The conservative screamers who shot down Miers can argue that they were fighting only for a “qualified” nominee, though it is plain that many of them wanted more – a guarantee that Miers would do their bidding and overrule Roe v. Wade . But whatever the rationale, the fact is that they short-circuited the confirmation process by raising hell with Bush. Certainly there can be no greater sin in a sizable bloc of sitting senators using long-standing Senate rules to stymie a nomination than a cabal of outsiders – a lynching squad of right-wing journalists, self-sanctified religious and moral organizations, and other frustrated power-brokers – rolling over the president they all ostensibly support.

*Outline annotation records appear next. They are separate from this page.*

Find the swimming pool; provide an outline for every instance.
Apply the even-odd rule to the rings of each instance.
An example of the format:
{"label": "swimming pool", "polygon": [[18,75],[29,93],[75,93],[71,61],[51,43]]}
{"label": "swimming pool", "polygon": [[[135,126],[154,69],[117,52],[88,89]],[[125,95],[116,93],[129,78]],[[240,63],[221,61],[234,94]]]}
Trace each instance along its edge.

But the message that has been sent is that this president is surprisingly easy to roll. He came out of his election victory proclaiming that Social Security reform was his No. 1 priority. For six months he stumped the country trying to sell his ideas – and failed. In retrospect, even Republicans said he misjudged the temper of the public by emphasizing privatization over solvency as the chief goal. He tried to isolate senior citizens from the battle, only to see them in the front lines. And he managed to unite the Democrats in opposition – something their own leaders rarely can manage.
Next came Hurricane Katrina, which showed the whole country a case study in mismanagement by a White House supposedly under Harvard Business School-level discipline. Bush’s first decision post-Katrina was to suspend the law guaranteeing prevailing wages for reconstruction work. But that decision too was quickly reversed, in the face of pressure from Democrats, moderate Republicans and even the supposedly enfeebled labor movement.

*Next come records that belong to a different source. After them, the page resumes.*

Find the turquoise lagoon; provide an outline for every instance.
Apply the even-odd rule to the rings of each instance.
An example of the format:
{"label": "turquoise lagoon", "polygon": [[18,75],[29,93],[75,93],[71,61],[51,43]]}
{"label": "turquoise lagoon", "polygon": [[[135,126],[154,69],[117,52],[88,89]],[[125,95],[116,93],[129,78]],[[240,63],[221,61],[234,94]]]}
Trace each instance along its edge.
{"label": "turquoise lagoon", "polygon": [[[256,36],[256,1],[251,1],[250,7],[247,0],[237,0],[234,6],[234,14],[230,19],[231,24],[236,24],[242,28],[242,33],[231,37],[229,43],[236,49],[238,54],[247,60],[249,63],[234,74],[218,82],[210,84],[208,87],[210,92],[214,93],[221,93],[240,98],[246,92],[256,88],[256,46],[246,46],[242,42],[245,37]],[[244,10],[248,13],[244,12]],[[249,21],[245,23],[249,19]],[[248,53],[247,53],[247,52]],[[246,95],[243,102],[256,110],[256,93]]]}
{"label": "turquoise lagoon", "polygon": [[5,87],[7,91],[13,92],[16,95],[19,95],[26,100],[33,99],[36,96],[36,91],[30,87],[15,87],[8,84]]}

And then came the Miers fiasco, with the dagger held by the president’s staunchest allies. It made a shambles of any consistent claim that Bush employs serious principles in picking judges. A system that veers from an accomplished and studiously nonideological John Roberts to a marginally credentialed and often confused-sounding Harriet Miers to an intellectual and experienced Samuel Alito with pronounced ideological views is no system at all.
Politically, the president probably had no choice but to reach back for his conservative base in making the Alito nomination. At his current levels of support, he has no place else to go. But the latest Washington Post-ABC News poll contains a clear warning. Self-described conservatives made up only 31 percent of the electorate. Moderates numbered 44 percent. And the moderates were nearly exact opposites of the conservatives in their views toward Bush, disapproving of his job performance by a 38 to 61 percent margin, while conservatives approved 61 to 39.
The risks of a Supreme Court showdown fight are at least as great for Bush as for the Democrats.